大学院教育においては、本研究所は医学系学府(医科学専攻修士課程、医学専攻博士課程)とシステム生命科学府(生命医科学専攻5年一貫制博士課程)の教育と研究指導を担当し、理医連携のコアとして活動しています。2024年からは医学系学府とシステム生命科学府医学府の双方の教育活動を協力する制度の運用も始まります。

本研究所の研究を支える共同実験施設もまた新たな役割を担うため時代の要望に応じた柔軟な改組を行っています。発生工学実験室と技術室を研究推進ユニットとして統合し、支援活動を一本化しました。更に、2023年にビッグデータや情報セキュリティに対応するため情報解析基盤室を設置しました。
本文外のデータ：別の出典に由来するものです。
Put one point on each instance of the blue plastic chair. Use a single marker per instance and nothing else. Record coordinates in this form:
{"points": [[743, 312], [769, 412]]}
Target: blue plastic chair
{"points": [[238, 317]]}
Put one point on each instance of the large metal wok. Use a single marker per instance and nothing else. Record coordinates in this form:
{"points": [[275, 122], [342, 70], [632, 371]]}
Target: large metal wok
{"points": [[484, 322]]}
更に2024年度より、先端研究開発室が設置され若手研究者の独立的な活動を支援するとともに、教員のリカレント教育を推進するインキュベーター機能を担うこととなりました。産学連携活動として、2023年からは共同研究部門として、高深度オミクス解析部門、ネットワークAI統計解析部門の2分野を設置し積極的な企業連携を始めています。
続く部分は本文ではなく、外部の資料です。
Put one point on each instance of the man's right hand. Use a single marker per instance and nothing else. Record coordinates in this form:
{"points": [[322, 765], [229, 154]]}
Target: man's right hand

この様に、本研究所は2024年に新たな体制で、生体防御医学研究を推進して参ります。今後とも活発な研究活動により、生命現象ならびに疾患発症のメカニズムを解明し、新たな医療イノベーションの創出へ貢献することが、生体防御医学研究所教員・学生・スタッフ一同の願いです。何卒、ご支援賜りますよう心よりお願い申し上げます。